Ist die entzündliche Region bekannt, kann man diese (z.B. Hände) mit einer Gamma-Kamera in mehreren Phasen – ähnlich wie bei der Skelettszintigraphie - aufnehmen (Applikation des Radiopharmakons, z.B. Tc-99m-HIG, unter der Kamera und sofortiger Aufnahmebeginn nach Applikation, Mehr-Phasen-Szintigraphie). Da nur einmal Aktivität appliziert wird, kann auch in nur einer Körperregion, deren Größe durch das Gesichtsfeld der Gammakamera limitiert ist (Großfeld-Kamera ca. 60 x 40 cm), der arterielle Einstrom (Perfusion) mit einer dynamischen Szintigraphie (zum Beispiel 12 Bilder á 5 sec) erfasst werden.

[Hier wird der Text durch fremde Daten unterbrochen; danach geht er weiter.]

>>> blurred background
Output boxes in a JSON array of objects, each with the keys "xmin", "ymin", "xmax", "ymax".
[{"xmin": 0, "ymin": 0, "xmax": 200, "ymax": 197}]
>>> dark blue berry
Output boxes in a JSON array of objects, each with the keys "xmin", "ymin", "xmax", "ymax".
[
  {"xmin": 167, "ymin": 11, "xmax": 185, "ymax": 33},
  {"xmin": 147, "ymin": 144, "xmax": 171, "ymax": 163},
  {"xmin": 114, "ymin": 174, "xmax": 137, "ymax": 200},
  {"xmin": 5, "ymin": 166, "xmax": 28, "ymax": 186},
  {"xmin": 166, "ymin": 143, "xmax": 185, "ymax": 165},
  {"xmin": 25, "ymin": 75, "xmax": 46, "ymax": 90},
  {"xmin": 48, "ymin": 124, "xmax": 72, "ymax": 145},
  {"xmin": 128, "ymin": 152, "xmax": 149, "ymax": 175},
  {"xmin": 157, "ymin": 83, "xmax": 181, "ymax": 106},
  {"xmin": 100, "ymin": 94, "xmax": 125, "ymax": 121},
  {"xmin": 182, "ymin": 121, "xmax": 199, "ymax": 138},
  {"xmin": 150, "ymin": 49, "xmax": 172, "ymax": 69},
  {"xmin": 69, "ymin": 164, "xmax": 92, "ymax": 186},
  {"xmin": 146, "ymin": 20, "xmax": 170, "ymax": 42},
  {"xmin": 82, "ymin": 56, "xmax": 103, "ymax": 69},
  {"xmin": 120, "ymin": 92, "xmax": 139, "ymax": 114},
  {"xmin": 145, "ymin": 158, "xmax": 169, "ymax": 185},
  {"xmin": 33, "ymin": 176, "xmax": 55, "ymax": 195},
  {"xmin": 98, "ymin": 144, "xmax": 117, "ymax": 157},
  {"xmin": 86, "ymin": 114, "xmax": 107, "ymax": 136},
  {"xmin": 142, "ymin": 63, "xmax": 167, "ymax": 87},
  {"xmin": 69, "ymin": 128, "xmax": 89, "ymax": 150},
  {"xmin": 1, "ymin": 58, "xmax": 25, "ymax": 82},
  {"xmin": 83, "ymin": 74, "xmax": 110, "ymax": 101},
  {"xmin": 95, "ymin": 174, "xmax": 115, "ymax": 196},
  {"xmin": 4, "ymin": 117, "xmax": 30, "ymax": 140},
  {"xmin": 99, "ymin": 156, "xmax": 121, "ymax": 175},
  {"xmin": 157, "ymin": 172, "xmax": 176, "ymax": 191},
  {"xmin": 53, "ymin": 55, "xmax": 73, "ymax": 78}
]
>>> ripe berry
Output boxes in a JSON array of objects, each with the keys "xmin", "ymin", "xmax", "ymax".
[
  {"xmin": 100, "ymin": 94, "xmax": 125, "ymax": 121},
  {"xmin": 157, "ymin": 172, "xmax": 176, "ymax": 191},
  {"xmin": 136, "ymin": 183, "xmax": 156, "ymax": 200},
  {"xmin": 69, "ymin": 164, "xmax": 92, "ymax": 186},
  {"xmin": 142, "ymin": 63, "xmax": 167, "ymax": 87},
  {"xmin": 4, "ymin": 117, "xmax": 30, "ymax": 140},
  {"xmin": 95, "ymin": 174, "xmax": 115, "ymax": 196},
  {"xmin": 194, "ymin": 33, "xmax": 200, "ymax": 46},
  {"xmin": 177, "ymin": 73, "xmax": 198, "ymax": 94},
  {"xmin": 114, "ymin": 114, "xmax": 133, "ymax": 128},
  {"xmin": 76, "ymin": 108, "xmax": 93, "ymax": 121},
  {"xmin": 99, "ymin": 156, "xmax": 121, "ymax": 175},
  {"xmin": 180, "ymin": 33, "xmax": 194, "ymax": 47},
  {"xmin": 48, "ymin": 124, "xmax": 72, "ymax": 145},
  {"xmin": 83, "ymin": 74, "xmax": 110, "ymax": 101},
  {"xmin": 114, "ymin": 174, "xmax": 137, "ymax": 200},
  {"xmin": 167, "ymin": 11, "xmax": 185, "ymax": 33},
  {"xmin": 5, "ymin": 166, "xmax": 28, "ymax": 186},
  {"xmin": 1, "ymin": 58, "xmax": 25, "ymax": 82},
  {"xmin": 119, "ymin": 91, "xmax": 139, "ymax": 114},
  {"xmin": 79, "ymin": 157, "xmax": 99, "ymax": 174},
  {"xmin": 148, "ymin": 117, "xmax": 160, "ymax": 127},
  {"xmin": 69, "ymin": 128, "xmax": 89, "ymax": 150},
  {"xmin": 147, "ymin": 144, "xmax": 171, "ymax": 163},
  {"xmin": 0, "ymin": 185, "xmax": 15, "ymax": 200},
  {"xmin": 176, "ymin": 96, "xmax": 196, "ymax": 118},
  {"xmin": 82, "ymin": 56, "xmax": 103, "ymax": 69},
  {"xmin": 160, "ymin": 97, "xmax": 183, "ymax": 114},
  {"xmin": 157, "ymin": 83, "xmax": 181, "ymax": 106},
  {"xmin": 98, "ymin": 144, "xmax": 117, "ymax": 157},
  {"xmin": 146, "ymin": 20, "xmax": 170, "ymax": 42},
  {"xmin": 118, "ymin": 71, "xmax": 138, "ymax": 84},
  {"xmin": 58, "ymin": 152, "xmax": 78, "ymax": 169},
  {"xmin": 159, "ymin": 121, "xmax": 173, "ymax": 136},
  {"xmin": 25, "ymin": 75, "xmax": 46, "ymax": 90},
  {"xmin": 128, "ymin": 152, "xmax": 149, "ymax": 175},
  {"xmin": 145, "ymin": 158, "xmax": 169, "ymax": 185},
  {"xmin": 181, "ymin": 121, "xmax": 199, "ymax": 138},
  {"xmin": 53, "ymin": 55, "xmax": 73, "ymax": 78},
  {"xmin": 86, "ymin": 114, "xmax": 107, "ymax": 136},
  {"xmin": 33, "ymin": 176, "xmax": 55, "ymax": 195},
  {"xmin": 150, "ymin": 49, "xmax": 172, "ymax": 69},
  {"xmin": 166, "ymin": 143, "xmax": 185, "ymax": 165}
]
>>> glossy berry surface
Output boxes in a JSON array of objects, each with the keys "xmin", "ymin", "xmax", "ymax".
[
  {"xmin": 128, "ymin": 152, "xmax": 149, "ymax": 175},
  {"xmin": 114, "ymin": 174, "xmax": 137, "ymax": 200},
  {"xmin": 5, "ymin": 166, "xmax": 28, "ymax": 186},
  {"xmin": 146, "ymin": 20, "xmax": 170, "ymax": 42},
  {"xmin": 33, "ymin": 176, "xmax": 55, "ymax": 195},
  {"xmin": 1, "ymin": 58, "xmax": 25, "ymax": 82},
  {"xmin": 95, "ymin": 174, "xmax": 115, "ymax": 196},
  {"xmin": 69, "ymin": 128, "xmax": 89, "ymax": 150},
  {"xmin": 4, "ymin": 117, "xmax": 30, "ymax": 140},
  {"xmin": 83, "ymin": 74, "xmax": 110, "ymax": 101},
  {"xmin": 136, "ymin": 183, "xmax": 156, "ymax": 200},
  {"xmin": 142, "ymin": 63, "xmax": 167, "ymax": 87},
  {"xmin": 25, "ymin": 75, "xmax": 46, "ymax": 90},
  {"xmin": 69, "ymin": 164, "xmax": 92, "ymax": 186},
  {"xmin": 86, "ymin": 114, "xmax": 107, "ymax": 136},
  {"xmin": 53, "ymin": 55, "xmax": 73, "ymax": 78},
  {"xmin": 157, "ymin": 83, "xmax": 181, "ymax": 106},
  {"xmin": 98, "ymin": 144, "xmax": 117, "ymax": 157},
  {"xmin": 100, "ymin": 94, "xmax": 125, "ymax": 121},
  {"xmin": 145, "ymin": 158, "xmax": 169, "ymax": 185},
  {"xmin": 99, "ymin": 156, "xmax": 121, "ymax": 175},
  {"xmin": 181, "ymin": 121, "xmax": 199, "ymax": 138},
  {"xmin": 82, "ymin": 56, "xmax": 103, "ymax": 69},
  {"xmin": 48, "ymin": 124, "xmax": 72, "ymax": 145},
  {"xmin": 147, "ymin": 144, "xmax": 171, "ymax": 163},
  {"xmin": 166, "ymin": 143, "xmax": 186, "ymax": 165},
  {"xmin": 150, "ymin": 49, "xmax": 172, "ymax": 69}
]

Ist eine semiquantitative Auswertung der Szintigramme (z. B. Rechts-Links-Quotienten) zur Charakterisierung z.B. der Floridität einer granulozytären Anreicherung rund um eine Hüft-TEP gewünscht, können am Bildschirm die Impulszahlen einer frei wählbaren (einzuzeichnenden Hüft-) Region ermittelt werden. Dieses Vorgehen wird häufig als ROI-Technik bezeichnet (Region of Interest Technique) und ist für intraindividuelle Verlaufsbeurteilungen hilfreich.

Kontraindikation

Gravidität (aber: im Einzelfall ggf. sehr wohl indiziert, z.B. bei Sepsis)

Risiken/Strahlenexposition

Aufgrund der minimalen Substanzmengen keine parmakologischen Wirkungen/Allergien.

Die Strahlenexposition (effektive Dosis) variiert je nach Radiopharmakon (z.B. 400 MBq Tc-99m-Antigranulozytenantikörper: 4,4 mSv).

Zum Vergleich: jährliche natürliche Strahlenexposition in Deutschland 1 - 5 mSv.